Observability for OpenAI SDK (JS/TS)
Looking for the Python version? Check it out here.
The Langfuse JS/TS SDK offers a wrapper function around the OpenAI SDK, enabling you to easily add observability to your OpenAI calls. This includes tracking latencies, time-to-first-token on stream responses, errors, and model usage.

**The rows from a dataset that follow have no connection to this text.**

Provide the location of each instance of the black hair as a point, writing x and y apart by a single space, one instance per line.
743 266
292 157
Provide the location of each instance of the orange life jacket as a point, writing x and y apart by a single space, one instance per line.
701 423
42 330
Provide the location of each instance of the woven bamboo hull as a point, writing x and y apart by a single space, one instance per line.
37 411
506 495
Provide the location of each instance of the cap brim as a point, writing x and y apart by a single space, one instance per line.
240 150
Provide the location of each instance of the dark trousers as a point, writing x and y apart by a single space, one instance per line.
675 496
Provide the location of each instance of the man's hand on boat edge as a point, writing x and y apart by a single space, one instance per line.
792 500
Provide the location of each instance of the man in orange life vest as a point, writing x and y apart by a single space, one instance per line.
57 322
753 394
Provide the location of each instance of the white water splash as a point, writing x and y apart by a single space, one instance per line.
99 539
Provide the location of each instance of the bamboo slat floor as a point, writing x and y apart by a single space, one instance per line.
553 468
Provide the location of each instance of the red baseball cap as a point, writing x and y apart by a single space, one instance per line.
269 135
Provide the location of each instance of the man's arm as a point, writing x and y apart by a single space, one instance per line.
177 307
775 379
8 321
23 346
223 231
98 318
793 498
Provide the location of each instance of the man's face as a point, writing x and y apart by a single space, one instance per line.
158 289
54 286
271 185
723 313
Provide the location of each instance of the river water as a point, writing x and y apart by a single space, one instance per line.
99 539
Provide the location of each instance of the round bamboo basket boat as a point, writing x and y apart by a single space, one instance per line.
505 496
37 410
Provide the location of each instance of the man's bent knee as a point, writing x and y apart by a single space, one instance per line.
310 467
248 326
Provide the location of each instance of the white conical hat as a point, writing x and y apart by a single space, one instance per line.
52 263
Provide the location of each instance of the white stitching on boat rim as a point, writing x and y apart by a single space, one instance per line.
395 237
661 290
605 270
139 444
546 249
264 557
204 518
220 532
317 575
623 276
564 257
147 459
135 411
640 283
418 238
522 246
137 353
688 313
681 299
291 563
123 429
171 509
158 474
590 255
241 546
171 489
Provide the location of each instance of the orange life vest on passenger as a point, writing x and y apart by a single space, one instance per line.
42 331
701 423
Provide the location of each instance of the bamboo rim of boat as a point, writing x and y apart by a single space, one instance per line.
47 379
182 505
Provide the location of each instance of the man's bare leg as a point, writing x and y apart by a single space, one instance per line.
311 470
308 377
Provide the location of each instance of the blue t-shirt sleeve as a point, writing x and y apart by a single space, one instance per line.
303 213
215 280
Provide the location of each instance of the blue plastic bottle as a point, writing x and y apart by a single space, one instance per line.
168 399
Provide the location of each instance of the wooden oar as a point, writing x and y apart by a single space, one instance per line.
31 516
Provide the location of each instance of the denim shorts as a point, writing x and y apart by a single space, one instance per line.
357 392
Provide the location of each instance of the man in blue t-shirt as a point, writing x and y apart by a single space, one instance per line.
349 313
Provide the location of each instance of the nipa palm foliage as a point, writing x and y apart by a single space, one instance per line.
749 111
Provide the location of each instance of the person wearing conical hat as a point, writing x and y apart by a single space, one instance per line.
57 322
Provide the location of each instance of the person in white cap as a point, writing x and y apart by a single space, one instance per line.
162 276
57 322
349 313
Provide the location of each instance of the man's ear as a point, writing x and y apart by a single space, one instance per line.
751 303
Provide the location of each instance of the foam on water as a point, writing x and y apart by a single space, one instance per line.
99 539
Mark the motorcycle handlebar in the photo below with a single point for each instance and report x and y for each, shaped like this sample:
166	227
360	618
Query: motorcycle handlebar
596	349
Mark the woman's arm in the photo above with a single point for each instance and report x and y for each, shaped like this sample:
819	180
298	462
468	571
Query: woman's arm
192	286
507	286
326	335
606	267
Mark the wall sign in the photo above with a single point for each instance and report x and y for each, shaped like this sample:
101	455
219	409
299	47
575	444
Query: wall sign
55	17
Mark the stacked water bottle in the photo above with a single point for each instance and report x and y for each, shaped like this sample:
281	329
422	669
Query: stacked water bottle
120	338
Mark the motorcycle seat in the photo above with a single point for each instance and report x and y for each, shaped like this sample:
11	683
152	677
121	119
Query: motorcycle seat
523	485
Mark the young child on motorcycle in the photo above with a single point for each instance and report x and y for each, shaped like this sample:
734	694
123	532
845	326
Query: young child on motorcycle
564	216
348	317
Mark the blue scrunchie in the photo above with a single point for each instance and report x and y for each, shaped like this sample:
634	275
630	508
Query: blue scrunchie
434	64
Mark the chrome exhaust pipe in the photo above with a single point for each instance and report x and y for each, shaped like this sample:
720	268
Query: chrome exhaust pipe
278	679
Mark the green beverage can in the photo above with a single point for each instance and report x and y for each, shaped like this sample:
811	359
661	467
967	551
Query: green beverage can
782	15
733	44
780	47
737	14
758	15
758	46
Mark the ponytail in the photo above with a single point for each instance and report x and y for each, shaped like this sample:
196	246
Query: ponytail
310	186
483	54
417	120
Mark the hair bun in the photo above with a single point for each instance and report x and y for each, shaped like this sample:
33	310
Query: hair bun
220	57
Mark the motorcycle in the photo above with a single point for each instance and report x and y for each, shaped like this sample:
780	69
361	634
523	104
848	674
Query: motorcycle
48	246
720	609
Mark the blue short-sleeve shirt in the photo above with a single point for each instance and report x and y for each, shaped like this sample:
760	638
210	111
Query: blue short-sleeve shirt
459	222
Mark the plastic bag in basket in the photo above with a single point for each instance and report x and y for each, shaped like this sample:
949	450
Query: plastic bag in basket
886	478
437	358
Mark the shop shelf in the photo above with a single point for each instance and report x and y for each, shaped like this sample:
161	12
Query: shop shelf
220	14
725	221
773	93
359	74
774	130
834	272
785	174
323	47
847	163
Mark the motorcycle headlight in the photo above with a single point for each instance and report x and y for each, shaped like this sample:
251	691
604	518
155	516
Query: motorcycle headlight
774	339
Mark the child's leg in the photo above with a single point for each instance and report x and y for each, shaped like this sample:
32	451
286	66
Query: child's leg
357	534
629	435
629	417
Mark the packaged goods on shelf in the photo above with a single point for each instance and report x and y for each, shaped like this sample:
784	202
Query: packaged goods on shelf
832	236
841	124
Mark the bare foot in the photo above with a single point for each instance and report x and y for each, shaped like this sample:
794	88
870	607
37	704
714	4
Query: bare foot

import OpenAI from "openai";
import { observeOpenAI } from "langfuse";
const openai = observeOpenAI(new OpenAI());
const res = await openai.chat.completions.create({
messages: [{ role: "system", content: "Tell me a story about a dog." }],
});
Langfuse automatically tracks:
- All prompts/completions with support for streaming and function calling
- Total latencies and time-to-first-token
- OpenAI API Errors
- Model usage (tokens) and cost (USD) (learn more)
In the Langfuse Console
How it works
Install Langfuse SDK
The integration is compatible with OpenAI SDK versions >=4.0.0
.
npm install langfuse openai
Call OpenAI methods with the wrapped client
Langfuse wraps the OpenAI SDK and provides the functionality and method signatures. You can call them as usual.
The observeOpenAI
function automatically instantiates a Langfuse client in the background. You can either configure the client with environment variables or pass the configuration directly to the observeOpenAI
function.
Add your Langfuse credentials to your environment variables. You can find your credentials in your project settings in the Langfuse UI. Make sure that you have a .env
file in your project root and a package like dotenv
to load the variables.
LANGFUSE_SECRET_KEY="sk-lf-..."
LANGFUSE_PUBLIC_KEY="pk-lf-..."
# 🇪🇺 EU region
LANGFUSE_BASEURL="https://cloud.langfuse.com"
# 🇺🇸 US region
# LANGFUSE_BASEURL="https://us.cloud.langfuse.com"
With your environment configured, call OpenAI SDK methods as usual from the wrapped client.
import OpenAI from "openai";
import { observeOpenAI } from "langfuse";
const openai = observeOpenAI(new OpenAI());
const res = await openai.chat.completions.create({
messages: [{ role: "system", content: "Tell me a story about a dog." }],
model: "gpt-3.5-turbo",
max_tokens: 300,
});
Done!✨ You now have full observability of your OpenAI calls in Langfuse.
Check out the notebook for end-to-end examples of the integration:
Troubleshooting
Queuing and batching of events
The Langfuse SDKs queue and batches events in the background to reduce the number of network requests and improve overall performance. In a long-running application, this works without any additional configuration.
If you are running a short-lived application, you need to flush Langfuse to ensure that all events are flushed before the application exits.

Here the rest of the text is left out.